Where Are The Apologies And/Or Retractions From the Washington Post and the NY Times?

October 10th, 2005 12:11 AM

Both the New York Times and the Washington Post reported yesterday that the levees in New Orleans were not overtopped by flood waters related to Katrina. Instead, as was reported by NBC News on September 29, and here on September 30, these levees broke due to construction failures related to the instability of the soil beneath them. Moreover, one of the contractors involved in their construction warned the Army Corps of Engineers about this problem in the early ’90s, but these cautions were ignored.

As yesterday’s Times article stated: “The engineers said the findings, which they warned were preliminary, raised questions about the design of the levees and the testing of the relatively fragile soil during the construction of the walls. They also said that on the 17th Street Canal, the source of the flooding in much of the main part of the city, the flood wall broke in an area where a contractor had complained to the U. S. Army Corps of Engineers that the soil that anchored the wall was dangerously soft.”

And, yesterday’s Washington Post stated: “In the early 1990s, a New Orleans-based contractor filed a legal claim against the Corps alleging that the soil beneath the floodwall on the 17th Street Canal was poor. A judge dismissed the contractor's complaint in 1996.”

These revelations raise an interesting question: Why aren’t the Times and the Post apologizing to their readers for and/or retracting earlier reports by their respective papers that the levee problems in New Orleans were caused by budget cuts implemented by President Bush?

After all, the NewsBusters squad has on numerous occasions referenced New York Times articles that have blamed the flooding in New Orleans on Bush administration under-funding, including here and here. Moreover, in the days that followed Katrina making landfall, the Washington Post also pointed the finger of blame at the White House in articles such as this.

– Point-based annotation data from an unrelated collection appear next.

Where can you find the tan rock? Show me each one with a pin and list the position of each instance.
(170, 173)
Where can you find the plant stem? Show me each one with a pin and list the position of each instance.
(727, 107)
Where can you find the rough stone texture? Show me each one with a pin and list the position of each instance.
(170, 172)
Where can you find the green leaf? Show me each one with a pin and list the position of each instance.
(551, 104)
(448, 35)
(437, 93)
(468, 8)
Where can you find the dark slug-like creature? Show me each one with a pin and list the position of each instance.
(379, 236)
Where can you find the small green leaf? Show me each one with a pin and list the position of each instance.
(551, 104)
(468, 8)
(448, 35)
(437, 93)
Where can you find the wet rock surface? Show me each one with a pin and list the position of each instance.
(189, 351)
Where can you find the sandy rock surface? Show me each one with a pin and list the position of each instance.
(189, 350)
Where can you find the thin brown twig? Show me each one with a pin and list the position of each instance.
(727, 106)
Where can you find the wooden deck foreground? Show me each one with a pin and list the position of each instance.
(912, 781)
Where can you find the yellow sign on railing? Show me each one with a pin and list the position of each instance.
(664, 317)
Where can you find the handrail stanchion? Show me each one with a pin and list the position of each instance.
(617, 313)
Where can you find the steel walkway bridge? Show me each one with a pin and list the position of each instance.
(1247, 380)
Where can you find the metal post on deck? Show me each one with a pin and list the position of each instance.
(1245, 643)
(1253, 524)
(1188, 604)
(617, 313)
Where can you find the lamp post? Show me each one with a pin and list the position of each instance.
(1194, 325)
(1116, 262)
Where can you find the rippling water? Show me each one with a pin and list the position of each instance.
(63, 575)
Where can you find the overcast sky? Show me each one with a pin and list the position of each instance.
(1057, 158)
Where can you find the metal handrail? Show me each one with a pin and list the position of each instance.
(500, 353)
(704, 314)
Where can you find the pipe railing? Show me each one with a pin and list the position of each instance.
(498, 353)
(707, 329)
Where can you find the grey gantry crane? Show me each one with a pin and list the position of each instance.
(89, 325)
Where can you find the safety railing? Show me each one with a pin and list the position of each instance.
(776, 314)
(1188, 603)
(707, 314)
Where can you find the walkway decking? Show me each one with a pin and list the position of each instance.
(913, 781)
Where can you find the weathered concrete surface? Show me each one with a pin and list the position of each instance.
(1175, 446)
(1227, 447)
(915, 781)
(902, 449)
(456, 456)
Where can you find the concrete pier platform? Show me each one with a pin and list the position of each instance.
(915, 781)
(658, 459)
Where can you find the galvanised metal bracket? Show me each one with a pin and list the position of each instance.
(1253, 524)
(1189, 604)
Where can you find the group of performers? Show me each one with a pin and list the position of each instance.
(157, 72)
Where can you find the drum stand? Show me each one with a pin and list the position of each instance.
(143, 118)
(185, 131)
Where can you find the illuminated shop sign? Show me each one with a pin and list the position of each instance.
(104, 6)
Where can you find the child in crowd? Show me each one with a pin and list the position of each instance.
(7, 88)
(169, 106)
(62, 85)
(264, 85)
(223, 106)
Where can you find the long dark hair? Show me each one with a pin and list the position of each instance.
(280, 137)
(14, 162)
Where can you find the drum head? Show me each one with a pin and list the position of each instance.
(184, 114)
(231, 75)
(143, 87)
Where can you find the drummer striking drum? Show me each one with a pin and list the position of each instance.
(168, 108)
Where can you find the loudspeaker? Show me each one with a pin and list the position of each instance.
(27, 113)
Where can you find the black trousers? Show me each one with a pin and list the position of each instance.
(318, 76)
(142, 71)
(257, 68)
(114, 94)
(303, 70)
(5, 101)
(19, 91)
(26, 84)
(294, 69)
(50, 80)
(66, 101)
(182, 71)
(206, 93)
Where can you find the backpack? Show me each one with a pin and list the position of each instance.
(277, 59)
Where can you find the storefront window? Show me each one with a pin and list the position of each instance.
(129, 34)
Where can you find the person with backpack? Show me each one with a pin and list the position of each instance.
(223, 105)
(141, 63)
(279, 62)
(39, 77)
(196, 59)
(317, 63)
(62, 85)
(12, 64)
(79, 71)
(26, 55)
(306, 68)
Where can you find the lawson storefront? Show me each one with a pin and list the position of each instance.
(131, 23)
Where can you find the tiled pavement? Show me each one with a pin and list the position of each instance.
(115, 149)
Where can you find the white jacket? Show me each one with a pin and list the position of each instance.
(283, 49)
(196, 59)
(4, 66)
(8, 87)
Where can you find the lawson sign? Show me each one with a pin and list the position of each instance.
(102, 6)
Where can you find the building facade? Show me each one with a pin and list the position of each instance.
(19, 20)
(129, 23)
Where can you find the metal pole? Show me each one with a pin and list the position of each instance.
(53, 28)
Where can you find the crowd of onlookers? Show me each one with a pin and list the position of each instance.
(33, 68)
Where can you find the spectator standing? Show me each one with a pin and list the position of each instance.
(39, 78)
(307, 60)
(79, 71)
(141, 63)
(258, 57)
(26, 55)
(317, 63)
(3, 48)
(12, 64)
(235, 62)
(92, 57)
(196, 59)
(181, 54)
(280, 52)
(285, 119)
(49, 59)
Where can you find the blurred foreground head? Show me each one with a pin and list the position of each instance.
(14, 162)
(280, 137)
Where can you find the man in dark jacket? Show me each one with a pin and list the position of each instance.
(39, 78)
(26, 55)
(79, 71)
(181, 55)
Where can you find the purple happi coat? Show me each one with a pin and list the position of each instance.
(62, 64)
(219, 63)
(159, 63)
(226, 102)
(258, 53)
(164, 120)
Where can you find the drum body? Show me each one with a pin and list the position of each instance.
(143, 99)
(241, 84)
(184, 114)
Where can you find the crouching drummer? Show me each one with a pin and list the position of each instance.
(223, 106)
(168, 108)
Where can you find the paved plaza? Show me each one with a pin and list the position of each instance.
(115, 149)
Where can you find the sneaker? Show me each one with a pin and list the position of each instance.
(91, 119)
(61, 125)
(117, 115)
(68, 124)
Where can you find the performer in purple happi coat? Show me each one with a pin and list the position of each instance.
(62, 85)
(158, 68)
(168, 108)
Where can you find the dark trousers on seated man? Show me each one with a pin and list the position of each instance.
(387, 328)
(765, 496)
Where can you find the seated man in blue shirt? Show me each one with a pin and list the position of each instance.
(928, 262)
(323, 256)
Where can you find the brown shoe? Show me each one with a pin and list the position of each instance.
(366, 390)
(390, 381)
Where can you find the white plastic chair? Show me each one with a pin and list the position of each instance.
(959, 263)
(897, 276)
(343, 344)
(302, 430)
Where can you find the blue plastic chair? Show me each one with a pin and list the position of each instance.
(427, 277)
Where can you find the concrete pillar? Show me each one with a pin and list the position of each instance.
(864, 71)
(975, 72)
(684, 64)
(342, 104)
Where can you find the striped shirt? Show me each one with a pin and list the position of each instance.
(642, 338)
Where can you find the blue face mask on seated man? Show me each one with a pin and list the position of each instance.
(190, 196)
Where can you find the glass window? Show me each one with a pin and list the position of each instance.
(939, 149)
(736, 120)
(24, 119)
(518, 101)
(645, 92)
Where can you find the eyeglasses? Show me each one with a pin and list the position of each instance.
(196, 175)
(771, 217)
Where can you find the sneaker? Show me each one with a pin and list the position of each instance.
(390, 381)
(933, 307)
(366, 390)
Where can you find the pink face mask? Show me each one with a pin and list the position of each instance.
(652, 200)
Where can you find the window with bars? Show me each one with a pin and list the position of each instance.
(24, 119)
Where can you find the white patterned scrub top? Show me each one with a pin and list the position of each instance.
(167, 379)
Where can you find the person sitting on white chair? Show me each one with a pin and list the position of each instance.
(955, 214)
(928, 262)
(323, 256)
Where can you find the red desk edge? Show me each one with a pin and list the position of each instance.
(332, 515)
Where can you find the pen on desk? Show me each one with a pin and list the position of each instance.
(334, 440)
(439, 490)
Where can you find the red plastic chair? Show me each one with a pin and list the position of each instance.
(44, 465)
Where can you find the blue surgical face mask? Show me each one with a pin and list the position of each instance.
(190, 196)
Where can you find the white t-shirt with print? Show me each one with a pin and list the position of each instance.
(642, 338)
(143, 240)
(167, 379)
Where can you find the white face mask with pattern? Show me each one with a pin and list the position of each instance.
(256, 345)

As such, now that both papers are acknowledging that the breach of the 17th Street Canal – the failure that is responsible for the majority of the flooding in New Orleans -- was caused by a construction flaw that had been reported to the Corps more than a decade ago when a different president was in the White House, why aren’t the Times and Post’s editors making public apologies and/or retractions for every article, editorial, and op-ed published in their respective papers that mislead the public into believing that this was all Bush’s fault?